Recently, the MCC-F1 curve has been proposed as an alternative, better way of assessing the performance of score-based binary classifiers [1].
This Python package implements a function to compute the MCC-F1 curve, namely mcc_f1_curve
, similarly to the precision_recall_curve
and roc_curve
functions of scikit-learn.
pip install py-mcc-f1
from mcc_f1 import mcc_f1_curve, plot_mcc_f1_curve
import numpy as np
import matplotlib.pyplot as plt
from sklearn.datasets import load_breast_cancer
from sklearn.linear_model import LogisticRegression
from sklearn.model_selection import train_test_split
# Load data and train model
X, y = load_breast_cancer(return_X_y=True)
X_train, X_test, y_train, y_test = train_test_split(X, y, test_size=0.33)

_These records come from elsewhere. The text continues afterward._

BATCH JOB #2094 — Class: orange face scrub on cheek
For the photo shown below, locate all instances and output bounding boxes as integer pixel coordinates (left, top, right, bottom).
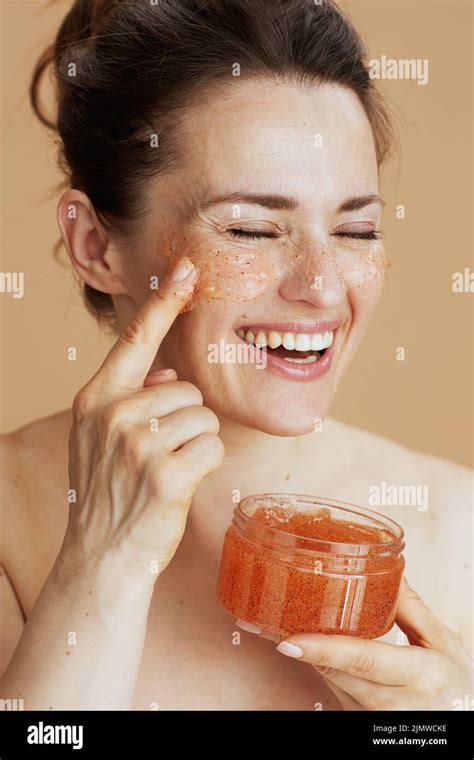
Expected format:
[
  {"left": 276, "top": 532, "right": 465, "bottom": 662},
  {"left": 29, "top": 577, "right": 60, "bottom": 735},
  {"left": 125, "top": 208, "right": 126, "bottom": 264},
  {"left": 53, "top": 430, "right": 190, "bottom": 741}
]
[
  {"left": 159, "top": 236, "right": 281, "bottom": 312},
  {"left": 217, "top": 494, "right": 405, "bottom": 639}
]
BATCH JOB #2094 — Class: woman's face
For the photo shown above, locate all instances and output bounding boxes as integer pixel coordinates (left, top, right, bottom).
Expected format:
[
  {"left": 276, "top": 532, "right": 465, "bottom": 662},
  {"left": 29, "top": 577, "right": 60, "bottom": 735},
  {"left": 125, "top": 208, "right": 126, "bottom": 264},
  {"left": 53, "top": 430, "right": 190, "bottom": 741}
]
[{"left": 115, "top": 78, "right": 386, "bottom": 435}]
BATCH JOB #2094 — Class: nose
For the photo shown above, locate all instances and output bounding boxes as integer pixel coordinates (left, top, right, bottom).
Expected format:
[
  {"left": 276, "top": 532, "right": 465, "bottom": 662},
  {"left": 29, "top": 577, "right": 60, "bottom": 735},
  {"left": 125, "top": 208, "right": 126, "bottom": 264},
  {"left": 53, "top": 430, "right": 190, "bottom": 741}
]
[{"left": 279, "top": 245, "right": 347, "bottom": 309}]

clf = LogisticRegression().fit(X_train, y_train)
# Calculate MCC-F1 metric
# @TODO
# Get predictions and MCC-F1 curve points
y_score = clf.predict_proba(X_test)[:,1]
mcc, f1, thresholds = mcc_f1_curve(y_test, y_score)
# Plot MCC-F1 curve
plot_mcc_f1_curve(clf, X_test, y_test)
Please refer to the function's docstring for further comments and details.
- Function to plot the MCC-F1 curve, (e.g.,
plot_mcc_f1_curve
), similar tosklearn/metrics/_plot/precision_recall_curve.py
andsklearn/metrics/_plot/roc_curve.py
; - Function to compute the MCC-F1 metric, as defined in section 2.2 of the original paper.
If you would like to contribute to this package, please follow the common community guidelines.
Please, also keep in mind that the main goal of this project is to be of similar implementation and quality as scikit-learn. Pull requests should pass the existing unit-tests, and add new ones when necessary.
To run the tests:
make test
This package is distributed under the MIT license.